Introduction

In recent years, mammalian cells have become the host system of choice for the production of recombinant proteins used for therapeutic applications. Using a mammalian expression system is advantegous concerning product secretion and post-translational modifications such as correct protein folding and glycosylation. Product quality, drug safety, and process-economy play a key role in the evaluation of expression systems to be used for the production of biopharmaceuticals [1]. One of the most widely used mammalian expression systems is the Chinese hamster ovary (CHO) cell system.

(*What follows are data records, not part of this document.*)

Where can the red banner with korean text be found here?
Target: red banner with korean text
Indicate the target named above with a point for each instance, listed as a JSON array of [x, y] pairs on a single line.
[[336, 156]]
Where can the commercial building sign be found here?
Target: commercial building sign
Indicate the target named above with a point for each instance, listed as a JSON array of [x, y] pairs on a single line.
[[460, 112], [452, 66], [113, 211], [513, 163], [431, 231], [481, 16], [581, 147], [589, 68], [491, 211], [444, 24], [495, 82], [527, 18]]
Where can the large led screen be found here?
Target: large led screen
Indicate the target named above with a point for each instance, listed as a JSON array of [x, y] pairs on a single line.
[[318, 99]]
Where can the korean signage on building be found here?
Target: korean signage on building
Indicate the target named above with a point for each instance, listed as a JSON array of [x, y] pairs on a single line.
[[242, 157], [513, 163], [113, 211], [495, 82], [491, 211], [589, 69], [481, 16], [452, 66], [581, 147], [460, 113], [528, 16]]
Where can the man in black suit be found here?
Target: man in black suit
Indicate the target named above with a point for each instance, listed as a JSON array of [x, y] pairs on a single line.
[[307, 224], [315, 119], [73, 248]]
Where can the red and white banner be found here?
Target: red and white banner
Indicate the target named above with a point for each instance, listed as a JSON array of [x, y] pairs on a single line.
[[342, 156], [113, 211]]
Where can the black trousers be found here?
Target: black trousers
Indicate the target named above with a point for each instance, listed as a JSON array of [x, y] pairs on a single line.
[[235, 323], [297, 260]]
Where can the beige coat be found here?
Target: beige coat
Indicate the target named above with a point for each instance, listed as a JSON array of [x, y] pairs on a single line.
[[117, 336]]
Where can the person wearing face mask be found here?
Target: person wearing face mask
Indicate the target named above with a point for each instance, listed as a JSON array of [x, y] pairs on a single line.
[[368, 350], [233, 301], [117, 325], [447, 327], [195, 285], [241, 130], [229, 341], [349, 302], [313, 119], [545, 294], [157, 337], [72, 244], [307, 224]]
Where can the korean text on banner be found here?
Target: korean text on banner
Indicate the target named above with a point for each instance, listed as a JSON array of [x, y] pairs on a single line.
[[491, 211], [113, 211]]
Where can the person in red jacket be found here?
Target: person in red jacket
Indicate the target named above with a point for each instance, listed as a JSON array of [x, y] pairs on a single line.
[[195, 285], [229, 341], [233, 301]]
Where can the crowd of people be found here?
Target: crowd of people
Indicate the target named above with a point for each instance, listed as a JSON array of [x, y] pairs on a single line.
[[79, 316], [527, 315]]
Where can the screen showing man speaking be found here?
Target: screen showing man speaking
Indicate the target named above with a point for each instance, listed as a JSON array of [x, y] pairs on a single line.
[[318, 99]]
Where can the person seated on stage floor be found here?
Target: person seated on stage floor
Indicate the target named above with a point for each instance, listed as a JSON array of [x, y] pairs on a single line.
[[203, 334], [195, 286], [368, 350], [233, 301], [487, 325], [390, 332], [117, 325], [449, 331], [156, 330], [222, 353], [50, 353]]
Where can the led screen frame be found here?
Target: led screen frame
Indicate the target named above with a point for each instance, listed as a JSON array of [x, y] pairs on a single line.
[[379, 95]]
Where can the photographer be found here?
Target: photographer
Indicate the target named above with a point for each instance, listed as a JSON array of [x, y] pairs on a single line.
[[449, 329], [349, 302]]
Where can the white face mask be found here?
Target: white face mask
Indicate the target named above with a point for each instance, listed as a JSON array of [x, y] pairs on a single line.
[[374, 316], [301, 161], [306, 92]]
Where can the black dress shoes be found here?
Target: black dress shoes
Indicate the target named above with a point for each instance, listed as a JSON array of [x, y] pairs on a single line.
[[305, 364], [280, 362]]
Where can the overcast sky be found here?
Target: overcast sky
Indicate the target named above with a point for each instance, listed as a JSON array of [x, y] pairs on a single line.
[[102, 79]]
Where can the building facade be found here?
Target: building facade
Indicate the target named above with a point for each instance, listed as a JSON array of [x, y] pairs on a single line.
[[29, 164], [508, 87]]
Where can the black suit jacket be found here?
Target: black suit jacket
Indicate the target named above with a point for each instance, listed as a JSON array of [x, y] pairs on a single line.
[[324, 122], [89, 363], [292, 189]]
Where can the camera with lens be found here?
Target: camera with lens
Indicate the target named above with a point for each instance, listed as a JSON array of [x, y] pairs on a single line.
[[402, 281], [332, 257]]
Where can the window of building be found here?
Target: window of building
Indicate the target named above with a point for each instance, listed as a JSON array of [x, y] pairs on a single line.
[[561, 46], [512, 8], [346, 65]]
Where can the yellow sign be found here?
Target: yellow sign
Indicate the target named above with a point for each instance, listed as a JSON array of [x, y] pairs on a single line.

Efforts to optimize this system are mainly focused on process and cell line improvement but the transfected vector construct has significant impact on the overall performance. To achieve efficient transcription of the recombinant gene the expression plasmid is frequently engineered to contain regulatory sequences. A well-designed mammalian active expression cassette allows efficient cellular transcription and translation and ensures the production of large amounts of stable messenger RNA. For that purpose, commonly strong viral promoters are used, which guarantee high yields, but at the expense of premature activation of cellular apoptotic pathways. There are also several other drawbacks related to viral promoters such as the cytomegalovirus (CMV) immediate early promoter, the simian virus 40 (SV40) immediate early promoter or the Rous sarcoma virus (RSV) long-terminal-repeat promoter [2], since they can lead to permanent over-expression of the recombinant protein resulting in a number of stress reactions like the unfolded protein response (UPR) or the endoplasmatic reticulum (ER) stress response. Furthermore, these viral promoters show a cell-cycle dependence with the greatest transcriptional activity in the S-phase and the possibility of gene silencing in stable cell lines leading to a heterogeneity between transfectants [3].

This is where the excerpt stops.